Concepts
There are three different types of computer processing: Batch Processing, Online Processing and Real-time Processing.
Batch processing is an efficient way of processing high volumes of data is where a group of transactions is collected over a period of time. Data is collected, entered, processed and then the batch results are produced (Hadoop is a main example). Typically used on billing process or non real time task.
Online processing processes information when it is received and performs data processing instantly. This type of processing is set to processes where there is an iteration by external systems for example online commerce transactions.
Real-time processing involves a continual input, process and output of data. Data must be processed in a small time period (or near real time).
Real-Time Processing
MapReduce, Hadoop, and related technologies have made it possible to store and process data at scales previously unthinkable. Unfortunately, these data processing technologies are not real time systems. There's no way that will turn Hadoop into a real time system.
In a nutshell these are the main differences between Hadoop and Storm:
Hadoop | Storm |
---|---|
Large but finite jobs | Infinite computations called Topologies |
Processes a lot of data at once | Process Infinite streams of data one tuple at a time |
High Latency | Low Latency |
However, real time data processing at massive scale is becoming more and more of a requirement for businesses and definitely for Security industry.
Nowadays data generating is increasing. Real time processing is needed to get this information and determine if an action is required. In a security point of view, these data contains potential information which may involve a potential risk, so it is necessary to be able to detect it early.
New framework implements new paradigms are needed. Key properties of this type of solutions should be:
Extremely broad set of use cases: It should be used for processing messages and updating databases (stream processing), doing a continuous query on data streams and streaming the results into clients (continuous computation), parallelizing an intense query like a search query on the fly (distributed RPC), and more.
Scalable: It should be scale to massive numbers of messages per second.
Guarantees no data loss: A realtime system must have strong guarantees about data being successfully processed. A system that drops data has a very limited set of use cases.
Extremely robust: It should be simple manage.
Fault-tolerant: If there are faults during execution of your computation, system will reassign tasks as necessary. System should make sure that a computation must run forever (or until you kill the computation).
Programming language agnostic: Robust and scalable realtime processing shouldn't be limited to a single platform.
Storm
"Apache Storm is a free and open source distributed real time computation system. Storm is simple, can be used with any programming language. It is scalable, fault-tolerant, guarantees your data will be processed, and is easy to set up and operate."
Originated at Backtype, acquired by Twitter in 2011. Storm become Open Source late 2011 and was part of Apache Incubator late 2013. Today Storm is top level Apache project.
Storm is a platform for perform analysis on streams of data (continuous data flows) as they receive or collect, enabling information processing as it happens.

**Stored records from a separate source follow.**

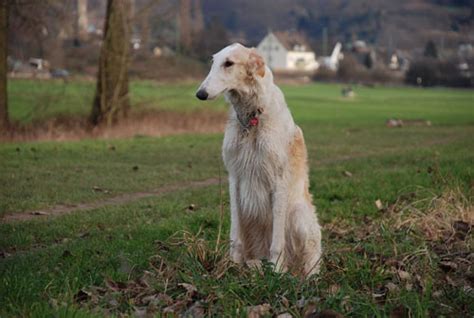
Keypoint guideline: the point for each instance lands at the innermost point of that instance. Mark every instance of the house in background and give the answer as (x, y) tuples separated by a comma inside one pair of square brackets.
[(284, 51)]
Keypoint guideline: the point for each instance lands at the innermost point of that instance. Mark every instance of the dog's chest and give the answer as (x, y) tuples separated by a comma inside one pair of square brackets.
[(253, 161)]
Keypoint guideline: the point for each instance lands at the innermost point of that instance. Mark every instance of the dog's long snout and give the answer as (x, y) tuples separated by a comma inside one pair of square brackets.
[(202, 94)]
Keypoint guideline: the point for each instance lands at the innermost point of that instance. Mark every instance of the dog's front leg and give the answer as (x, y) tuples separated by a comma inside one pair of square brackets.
[(279, 211), (235, 242)]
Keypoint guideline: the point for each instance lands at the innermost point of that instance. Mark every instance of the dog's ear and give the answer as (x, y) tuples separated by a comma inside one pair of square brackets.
[(255, 64)]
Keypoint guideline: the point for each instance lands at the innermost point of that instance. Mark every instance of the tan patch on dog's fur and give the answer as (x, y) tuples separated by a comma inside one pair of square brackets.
[(299, 162)]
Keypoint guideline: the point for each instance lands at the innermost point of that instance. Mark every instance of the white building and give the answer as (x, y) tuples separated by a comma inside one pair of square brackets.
[(287, 52)]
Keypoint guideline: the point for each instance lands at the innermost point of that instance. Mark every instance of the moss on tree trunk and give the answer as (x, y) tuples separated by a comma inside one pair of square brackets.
[(112, 102)]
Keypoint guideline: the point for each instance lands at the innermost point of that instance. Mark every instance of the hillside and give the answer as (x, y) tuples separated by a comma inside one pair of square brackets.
[(401, 24)]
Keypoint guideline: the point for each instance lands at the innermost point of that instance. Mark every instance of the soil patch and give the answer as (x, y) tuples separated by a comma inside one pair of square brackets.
[(117, 200)]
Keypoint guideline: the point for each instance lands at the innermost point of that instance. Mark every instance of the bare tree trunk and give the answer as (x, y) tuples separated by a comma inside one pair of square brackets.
[(185, 25), (111, 99), (82, 20), (4, 122)]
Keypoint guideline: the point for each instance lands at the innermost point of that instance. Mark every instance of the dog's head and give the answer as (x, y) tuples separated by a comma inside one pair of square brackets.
[(233, 68)]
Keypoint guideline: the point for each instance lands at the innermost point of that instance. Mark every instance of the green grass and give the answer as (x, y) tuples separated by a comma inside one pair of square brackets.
[(52, 259)]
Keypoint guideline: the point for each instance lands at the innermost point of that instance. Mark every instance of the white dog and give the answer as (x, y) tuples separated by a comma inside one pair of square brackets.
[(272, 215)]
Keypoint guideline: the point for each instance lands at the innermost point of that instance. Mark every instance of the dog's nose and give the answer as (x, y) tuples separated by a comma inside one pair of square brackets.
[(202, 94)]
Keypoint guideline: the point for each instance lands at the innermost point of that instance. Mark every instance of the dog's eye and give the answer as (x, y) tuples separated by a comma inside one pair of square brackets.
[(228, 64)]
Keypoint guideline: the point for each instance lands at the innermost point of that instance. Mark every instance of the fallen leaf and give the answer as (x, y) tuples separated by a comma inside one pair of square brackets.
[(310, 310), (348, 174), (334, 289), (81, 296), (191, 207), (398, 312), (448, 266), (258, 311), (391, 287), (379, 205), (403, 275), (99, 189), (4, 254), (328, 313), (190, 289), (197, 310), (39, 213), (66, 253)]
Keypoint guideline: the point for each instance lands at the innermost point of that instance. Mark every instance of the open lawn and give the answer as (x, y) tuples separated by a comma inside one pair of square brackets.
[(149, 251)]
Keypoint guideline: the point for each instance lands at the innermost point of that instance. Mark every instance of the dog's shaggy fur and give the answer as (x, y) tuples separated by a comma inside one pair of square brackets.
[(272, 215)]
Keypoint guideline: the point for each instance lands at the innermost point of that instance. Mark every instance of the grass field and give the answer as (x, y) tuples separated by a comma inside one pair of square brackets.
[(411, 257)]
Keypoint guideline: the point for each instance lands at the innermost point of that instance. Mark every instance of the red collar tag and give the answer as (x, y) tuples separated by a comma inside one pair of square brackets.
[(253, 121)]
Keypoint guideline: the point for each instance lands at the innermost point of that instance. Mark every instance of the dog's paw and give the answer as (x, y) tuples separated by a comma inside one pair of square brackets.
[(278, 260), (236, 256), (254, 264)]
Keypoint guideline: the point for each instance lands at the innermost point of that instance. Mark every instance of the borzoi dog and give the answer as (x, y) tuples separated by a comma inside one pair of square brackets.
[(272, 215)]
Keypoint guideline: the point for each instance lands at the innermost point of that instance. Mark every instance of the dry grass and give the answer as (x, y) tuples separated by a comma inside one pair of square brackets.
[(437, 217), (159, 123)]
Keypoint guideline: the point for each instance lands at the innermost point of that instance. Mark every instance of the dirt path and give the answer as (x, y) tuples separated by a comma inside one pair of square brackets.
[(117, 200)]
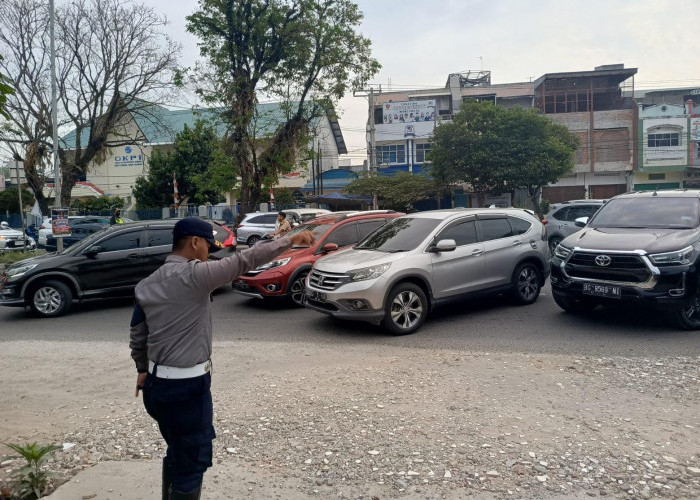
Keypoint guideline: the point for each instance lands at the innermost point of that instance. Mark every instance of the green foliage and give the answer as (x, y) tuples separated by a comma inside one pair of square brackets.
[(498, 149), (9, 200), (399, 192), (31, 479), (5, 90), (101, 204), (203, 170), (12, 257), (304, 53)]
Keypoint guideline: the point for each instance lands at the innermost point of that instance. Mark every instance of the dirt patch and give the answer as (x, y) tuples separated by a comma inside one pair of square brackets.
[(389, 422)]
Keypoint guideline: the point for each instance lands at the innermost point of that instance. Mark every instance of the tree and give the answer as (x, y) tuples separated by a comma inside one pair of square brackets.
[(499, 149), (203, 170), (24, 40), (113, 62), (101, 204), (5, 90), (9, 200), (399, 192), (304, 53)]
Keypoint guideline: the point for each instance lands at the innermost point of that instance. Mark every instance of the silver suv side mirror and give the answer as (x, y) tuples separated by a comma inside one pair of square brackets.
[(444, 246)]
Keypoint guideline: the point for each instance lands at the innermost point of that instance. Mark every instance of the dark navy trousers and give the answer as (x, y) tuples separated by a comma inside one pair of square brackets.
[(184, 412)]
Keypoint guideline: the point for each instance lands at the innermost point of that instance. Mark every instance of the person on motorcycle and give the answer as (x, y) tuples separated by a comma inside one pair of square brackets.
[(283, 226)]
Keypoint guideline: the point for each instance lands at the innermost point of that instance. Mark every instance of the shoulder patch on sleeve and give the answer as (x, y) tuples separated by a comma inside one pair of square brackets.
[(137, 316)]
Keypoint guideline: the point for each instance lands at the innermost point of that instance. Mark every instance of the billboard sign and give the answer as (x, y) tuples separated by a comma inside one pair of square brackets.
[(131, 157), (409, 111), (59, 222), (695, 129)]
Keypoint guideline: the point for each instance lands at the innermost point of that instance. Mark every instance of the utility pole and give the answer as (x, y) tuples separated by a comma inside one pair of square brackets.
[(21, 208), (54, 120), (370, 93)]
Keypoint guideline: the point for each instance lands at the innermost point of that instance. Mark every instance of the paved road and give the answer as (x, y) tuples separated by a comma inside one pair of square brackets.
[(489, 325)]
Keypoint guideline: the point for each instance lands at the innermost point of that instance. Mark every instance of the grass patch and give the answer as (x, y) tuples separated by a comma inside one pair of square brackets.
[(11, 257)]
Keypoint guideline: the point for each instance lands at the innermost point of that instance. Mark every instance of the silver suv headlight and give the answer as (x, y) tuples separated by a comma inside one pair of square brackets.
[(562, 252), (13, 272), (368, 273), (684, 256), (274, 263)]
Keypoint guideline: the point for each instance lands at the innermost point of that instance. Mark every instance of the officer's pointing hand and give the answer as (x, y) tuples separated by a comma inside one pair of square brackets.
[(303, 239)]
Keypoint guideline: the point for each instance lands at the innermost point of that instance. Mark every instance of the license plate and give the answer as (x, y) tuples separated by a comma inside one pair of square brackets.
[(317, 296), (602, 290)]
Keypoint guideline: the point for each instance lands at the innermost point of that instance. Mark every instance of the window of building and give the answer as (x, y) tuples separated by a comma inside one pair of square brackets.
[(391, 154), (421, 151), (663, 140)]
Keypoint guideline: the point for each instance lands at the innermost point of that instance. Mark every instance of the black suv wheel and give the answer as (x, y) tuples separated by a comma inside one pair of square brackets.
[(687, 318), (50, 298), (297, 289), (574, 305), (527, 283)]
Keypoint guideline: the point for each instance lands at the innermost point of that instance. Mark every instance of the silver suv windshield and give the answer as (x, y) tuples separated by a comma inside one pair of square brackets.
[(660, 213), (318, 229), (399, 235)]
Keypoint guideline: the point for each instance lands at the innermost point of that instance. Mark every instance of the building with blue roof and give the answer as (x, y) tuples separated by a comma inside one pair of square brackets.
[(154, 127)]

Storm has many use cases: real time analytics, online machine learning, continuous computation, distributed RPC, ETL, and more. Storm is able to integrates with the queueing and database technologies you already use is your systems.
Currently the trend indicates the potential of this technology in the Real Time processing paradigm.
Storm main concepts
Storms use Stream concept, seen a stream as an unbounded sequence of tuples. Every stream has an “id”. Stream is defined with a schema that names the fields in the tuple. Tuples values must be serializable.